Now someone’s glasses might be feeding your grandmother’s biryani recipe into an AI dataset. You won’t know. You can’t opt out — similar to how AI tools operating without oversight have already infiltrated workplaces. This isn’t paranoia. It’s the logical endpoint of “AI everywhere.” The convenience is real. The cost is your autonomy at private events.
The AI actually works — that’s why the privacy trade-off stings
Nielsen Norman Group just published the first real study on AI buffet tools. The numbers are uncomfortably good. Decision time drops from 4.2 minutes to 1.8 minutes. Satisfaction jumps 27% (6.4/10 to 8.1/10). 68% of users report less decision paralysis.
This isn’t vaporware — it genuinely solves the “I should’ve tried that” regret, proving AI’s expanding reach into everyday micro-decisions. The contrast: BuffetGPT (phone-based, you control when to scan) vs. wearable AI (always-on, scans everyone’s plates). Both deliver similar results. One respects boundaries. The other treats every meal like a data collection event.
Reddit users already joke about “BuffetGPT saving my plate at cousin’s shaadi” — but the AR glasses version erases the line between helpful and invasive. I’ve watched demos that looked seamless until you realize the device never stops learning from everyone around you.
Big Tech isn’t building this for you
Berkshire Hathaway’s $311B portfolio allocates 23% to just two AI stocks — Apple and Alphabet.
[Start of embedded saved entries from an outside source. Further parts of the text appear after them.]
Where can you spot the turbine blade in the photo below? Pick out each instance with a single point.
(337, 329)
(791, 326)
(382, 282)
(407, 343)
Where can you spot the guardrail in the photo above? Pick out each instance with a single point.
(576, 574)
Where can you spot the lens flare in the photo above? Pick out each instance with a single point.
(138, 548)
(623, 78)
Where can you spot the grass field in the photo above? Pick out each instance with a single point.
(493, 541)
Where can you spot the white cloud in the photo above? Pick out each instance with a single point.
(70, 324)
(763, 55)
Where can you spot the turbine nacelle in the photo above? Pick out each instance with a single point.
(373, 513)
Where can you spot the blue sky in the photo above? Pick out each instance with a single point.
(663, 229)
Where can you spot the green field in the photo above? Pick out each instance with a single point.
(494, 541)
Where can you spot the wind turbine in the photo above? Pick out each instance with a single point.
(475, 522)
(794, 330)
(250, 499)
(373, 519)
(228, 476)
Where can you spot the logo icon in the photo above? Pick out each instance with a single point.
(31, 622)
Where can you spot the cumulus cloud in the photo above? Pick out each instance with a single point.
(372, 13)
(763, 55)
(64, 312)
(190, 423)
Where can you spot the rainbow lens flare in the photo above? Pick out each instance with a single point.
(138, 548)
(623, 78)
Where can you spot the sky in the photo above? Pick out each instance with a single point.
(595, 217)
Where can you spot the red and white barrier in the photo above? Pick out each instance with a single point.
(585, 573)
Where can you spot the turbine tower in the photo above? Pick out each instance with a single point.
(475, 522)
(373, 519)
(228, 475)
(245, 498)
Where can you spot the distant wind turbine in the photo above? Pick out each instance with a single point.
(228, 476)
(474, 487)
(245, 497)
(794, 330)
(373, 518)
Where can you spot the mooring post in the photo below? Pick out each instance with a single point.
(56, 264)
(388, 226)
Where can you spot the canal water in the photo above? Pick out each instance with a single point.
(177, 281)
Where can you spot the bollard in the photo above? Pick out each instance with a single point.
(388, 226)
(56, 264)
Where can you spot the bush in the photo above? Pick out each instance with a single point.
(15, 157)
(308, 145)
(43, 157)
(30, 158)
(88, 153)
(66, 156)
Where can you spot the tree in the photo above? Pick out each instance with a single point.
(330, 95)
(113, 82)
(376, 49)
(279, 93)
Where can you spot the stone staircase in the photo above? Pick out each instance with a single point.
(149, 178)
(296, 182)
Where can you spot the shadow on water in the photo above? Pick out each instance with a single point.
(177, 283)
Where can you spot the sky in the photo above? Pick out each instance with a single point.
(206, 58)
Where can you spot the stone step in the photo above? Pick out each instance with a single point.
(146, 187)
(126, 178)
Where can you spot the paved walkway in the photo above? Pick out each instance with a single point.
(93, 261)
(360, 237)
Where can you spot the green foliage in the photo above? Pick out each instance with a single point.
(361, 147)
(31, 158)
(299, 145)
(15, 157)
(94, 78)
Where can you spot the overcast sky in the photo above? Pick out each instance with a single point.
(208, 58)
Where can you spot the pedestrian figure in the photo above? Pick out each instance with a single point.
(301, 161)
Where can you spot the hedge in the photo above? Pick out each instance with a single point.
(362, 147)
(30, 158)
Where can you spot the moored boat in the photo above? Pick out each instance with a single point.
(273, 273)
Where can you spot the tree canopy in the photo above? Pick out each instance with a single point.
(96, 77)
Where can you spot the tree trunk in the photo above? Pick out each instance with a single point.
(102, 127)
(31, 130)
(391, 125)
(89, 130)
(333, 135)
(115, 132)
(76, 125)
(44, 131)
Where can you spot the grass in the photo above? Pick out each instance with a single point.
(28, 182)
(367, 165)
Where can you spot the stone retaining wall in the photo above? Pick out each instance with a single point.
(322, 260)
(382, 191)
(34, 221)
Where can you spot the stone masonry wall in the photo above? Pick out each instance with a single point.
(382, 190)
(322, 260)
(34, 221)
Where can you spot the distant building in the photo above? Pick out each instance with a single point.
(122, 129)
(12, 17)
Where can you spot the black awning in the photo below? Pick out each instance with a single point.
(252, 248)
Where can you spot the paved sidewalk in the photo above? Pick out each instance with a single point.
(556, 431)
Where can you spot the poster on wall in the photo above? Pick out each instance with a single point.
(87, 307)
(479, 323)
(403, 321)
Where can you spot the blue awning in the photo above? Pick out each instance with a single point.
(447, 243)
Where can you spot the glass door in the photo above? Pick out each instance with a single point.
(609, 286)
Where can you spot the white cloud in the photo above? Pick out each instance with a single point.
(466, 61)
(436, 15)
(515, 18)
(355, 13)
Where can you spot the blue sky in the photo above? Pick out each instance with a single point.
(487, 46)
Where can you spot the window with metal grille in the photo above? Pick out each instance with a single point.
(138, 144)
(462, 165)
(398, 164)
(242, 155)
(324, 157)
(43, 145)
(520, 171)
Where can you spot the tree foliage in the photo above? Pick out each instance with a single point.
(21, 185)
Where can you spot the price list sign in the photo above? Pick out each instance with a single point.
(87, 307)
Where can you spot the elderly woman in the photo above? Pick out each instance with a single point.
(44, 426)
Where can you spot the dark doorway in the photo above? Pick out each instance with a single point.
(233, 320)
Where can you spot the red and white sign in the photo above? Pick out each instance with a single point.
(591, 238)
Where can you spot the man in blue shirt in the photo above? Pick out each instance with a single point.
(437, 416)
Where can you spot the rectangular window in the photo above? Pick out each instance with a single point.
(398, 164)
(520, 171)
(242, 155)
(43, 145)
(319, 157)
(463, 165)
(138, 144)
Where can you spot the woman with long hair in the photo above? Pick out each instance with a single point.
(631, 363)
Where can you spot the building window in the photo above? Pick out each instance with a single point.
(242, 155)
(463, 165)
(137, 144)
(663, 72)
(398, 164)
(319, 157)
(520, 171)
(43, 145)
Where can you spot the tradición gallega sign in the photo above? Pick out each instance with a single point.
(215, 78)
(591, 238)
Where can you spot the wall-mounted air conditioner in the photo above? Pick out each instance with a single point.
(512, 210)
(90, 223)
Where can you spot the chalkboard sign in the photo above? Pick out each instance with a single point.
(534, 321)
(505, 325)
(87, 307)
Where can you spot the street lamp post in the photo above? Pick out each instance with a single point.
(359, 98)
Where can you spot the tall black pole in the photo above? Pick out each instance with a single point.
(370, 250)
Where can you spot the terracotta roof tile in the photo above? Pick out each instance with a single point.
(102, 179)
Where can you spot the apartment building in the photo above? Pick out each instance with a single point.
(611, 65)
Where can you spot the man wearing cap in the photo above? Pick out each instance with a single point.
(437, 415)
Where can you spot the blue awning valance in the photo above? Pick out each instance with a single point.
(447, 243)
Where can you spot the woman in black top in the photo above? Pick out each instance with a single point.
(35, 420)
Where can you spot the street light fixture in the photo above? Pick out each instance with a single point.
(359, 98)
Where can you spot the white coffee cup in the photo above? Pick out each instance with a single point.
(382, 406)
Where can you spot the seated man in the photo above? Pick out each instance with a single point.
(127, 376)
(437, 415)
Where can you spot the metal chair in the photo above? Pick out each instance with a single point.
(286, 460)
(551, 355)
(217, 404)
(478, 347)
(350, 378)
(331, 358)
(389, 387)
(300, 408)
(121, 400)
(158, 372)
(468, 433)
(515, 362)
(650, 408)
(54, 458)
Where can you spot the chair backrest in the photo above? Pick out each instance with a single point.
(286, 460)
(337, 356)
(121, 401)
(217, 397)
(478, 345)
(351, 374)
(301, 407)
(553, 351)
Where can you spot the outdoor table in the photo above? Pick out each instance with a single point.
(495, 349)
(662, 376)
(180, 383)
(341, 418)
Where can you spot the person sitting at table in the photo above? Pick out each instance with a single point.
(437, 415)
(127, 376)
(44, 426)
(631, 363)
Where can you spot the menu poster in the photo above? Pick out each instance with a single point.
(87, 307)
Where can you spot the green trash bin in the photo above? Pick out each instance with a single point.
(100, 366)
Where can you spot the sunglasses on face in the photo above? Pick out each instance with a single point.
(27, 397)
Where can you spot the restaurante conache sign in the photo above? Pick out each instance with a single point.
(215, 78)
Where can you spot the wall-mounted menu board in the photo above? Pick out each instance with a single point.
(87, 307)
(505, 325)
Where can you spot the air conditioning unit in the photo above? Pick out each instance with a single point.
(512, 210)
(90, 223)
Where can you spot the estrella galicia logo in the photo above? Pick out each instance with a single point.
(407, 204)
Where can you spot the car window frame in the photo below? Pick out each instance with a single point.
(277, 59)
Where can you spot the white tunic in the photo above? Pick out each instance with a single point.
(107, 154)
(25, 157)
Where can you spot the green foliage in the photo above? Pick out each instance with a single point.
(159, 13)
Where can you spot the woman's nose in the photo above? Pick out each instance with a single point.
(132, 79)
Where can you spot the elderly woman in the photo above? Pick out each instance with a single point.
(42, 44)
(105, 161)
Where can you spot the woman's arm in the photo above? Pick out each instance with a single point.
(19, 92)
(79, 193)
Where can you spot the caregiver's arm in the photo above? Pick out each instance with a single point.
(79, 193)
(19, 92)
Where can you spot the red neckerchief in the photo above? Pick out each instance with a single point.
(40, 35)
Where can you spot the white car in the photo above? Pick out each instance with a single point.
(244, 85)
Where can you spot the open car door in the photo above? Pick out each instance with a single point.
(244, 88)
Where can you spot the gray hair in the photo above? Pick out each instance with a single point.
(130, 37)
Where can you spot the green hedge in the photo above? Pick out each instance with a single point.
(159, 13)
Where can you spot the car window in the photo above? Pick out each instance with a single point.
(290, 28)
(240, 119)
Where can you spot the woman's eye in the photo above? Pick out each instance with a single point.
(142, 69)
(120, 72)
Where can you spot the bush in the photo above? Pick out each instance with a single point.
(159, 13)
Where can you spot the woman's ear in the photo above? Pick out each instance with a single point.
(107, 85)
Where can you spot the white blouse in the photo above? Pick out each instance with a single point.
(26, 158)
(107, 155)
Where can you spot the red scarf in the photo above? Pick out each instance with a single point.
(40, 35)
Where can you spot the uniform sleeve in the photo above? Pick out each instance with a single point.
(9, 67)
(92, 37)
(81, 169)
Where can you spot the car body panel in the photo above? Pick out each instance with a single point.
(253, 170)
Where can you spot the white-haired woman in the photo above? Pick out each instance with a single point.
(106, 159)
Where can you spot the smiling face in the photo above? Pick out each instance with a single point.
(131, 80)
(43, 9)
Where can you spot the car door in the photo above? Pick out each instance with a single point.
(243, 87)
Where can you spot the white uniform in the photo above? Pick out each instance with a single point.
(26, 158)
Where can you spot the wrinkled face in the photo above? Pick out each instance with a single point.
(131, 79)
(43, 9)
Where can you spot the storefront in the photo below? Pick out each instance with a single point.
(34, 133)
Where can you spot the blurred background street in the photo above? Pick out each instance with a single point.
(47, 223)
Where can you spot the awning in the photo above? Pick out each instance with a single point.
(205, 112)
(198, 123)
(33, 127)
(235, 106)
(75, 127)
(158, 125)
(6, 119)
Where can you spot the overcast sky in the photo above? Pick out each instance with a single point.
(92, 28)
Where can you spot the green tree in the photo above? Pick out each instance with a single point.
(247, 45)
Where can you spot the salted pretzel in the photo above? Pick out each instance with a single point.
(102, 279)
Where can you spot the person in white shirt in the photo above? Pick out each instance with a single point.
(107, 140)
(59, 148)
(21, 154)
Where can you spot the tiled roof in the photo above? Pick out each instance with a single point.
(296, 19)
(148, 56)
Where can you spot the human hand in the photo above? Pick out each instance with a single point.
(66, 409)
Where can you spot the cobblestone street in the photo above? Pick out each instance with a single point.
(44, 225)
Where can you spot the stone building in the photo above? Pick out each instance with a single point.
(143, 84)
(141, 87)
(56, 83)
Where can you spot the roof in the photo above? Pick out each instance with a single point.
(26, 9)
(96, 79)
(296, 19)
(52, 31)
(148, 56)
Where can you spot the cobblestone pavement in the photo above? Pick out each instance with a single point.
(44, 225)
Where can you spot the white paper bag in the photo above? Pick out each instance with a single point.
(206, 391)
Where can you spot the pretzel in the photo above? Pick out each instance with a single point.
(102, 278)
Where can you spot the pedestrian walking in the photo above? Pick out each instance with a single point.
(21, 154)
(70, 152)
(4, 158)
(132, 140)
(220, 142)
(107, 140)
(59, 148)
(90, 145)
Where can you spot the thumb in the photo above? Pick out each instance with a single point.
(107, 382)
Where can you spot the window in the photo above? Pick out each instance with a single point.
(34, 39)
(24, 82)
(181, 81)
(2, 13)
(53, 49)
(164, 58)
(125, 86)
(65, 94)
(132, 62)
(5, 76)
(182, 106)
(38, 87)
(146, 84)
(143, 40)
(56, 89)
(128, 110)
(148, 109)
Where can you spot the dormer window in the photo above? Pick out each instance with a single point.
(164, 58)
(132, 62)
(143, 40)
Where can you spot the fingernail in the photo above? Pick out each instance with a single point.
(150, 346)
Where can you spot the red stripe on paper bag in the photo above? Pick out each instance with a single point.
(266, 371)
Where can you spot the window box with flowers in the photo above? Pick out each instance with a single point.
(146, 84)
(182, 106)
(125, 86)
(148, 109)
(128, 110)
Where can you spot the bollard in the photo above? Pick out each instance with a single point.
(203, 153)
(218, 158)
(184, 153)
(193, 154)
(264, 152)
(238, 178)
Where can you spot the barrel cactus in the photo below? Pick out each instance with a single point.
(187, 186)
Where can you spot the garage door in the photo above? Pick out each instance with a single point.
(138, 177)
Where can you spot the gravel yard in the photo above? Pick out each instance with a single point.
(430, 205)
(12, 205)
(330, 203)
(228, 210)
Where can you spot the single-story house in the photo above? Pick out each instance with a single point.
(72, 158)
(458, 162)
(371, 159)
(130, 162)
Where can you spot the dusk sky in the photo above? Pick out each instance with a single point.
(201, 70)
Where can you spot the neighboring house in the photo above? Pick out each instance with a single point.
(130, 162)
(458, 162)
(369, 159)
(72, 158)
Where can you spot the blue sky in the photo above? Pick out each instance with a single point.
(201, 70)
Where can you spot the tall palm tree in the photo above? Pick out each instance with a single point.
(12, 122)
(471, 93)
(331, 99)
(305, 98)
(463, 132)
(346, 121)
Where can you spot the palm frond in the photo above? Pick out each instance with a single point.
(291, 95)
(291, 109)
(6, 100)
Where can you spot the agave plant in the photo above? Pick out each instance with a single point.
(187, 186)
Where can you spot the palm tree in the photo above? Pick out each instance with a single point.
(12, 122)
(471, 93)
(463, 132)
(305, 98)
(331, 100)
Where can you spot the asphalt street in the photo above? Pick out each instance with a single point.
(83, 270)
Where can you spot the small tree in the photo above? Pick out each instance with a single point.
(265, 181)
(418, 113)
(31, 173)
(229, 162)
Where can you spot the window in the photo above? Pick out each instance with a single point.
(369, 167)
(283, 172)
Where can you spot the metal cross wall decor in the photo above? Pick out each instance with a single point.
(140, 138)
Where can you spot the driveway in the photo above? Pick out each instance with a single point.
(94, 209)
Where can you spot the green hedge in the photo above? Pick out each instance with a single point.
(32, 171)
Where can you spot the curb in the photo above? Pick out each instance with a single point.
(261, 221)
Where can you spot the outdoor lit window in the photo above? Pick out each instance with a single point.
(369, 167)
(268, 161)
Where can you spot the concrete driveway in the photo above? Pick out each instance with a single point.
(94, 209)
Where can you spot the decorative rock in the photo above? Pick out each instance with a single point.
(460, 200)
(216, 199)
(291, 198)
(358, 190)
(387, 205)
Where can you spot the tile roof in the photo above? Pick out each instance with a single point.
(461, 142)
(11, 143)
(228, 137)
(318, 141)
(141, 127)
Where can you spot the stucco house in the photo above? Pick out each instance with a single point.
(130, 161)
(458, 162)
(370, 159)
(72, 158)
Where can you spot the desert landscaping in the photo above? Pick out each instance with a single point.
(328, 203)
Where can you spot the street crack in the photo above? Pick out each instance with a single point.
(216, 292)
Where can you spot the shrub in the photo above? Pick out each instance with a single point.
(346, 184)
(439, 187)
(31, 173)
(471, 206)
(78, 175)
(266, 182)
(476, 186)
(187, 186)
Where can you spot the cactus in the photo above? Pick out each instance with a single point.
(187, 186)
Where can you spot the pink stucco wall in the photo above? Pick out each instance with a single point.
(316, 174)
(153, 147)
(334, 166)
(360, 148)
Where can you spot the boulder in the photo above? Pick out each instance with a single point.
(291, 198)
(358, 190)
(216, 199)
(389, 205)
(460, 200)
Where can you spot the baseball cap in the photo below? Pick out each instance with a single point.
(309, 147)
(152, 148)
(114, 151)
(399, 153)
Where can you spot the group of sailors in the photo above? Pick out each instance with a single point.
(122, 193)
Google Cloud AI revenue hit $15B (up 34% YoY). The money isn’t in quirky consumer tools. It’s in enterprise contracts and data pipelines. Wearable AI that scans buffets isn’t the product. The behavioral data is.
Your food choices, timing, cultural preferences — that’s what trains models for restaurants, caterers, and food delivery platforms using the same behavioral nudges AI uses to keep you engaged. The hobbyist tools like BuffetGPT stay fun because they’re not monetizing your data. The moment Big Tech enters, the incentive structure flips.
You’re not the customer. You’re the dataset. Some teams have already stopped using always-on AI tools at client events for exactly this reason.
If wearable AI becomes the default at weddings and private events, do we lose the right to eat without being studied?
The BuffetGPT hack was charming because it was optional. You pulled out your phone, scanned your options, put it away. Wearables remove that boundary. Every meal becomes a data event. Every guest becomes a participant in someone else’s AI training.
The question isn’t whether the tech works. It’s whether we’re okay with never eating in private again.